When you look at product and customer variables, you can understand how different product attributes attract more or less sales and how different customers respond to different products and feature combinations.

There are two types of variables:

  • Dependent variables are usually the things you care about but can’t affect directly, such as profitability, customer satisfaction, and customer loyalty. You can influence dependent variables by changing the independent variables. An example of this relationship is shown in the figure.

  • Independent variables can be directly controlled or manipulated.

  • For example, independent variables include price, features, advertising, and usability.

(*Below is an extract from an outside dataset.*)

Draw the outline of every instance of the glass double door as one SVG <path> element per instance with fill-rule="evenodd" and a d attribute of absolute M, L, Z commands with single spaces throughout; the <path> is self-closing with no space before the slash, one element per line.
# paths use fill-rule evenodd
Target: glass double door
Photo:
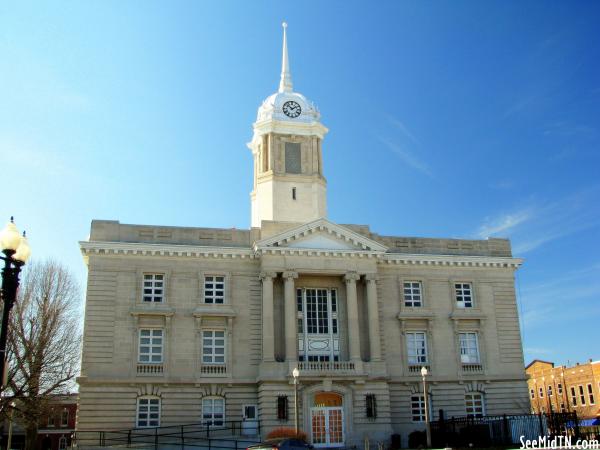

Often, independent variables correlate with dependent variables, but the correlation doesn’t equal causation. Other variables that you’re not measuring can “mediate” or be responsible for the relationship. For example, higher sales (dependent variable) might be attributed to a new marketing campaign (independent variable) but the increase is actually just due to a growing economy that’s helped all businesses (mediator variable).

You can think of independent variables as the ingredients you use to cook a stew. The soup is the dependent variable (what you care about), but adjusting the ingredients and their combinations is what you can control.

Variables often come in the form of words instead of numbers — for example, new customer or existing customer, male or female, high income or low income. To make analysis of these qualitative values easier, you can code them into dummy variables by assigning them a number (for example, new customers get coded a 1 and existing customers get coded a 0; men get coded as 1 and women coded as 0 [or vice versa]).

With your variables coded as 1s and 0s, you can compute the percentage of customers with each variable.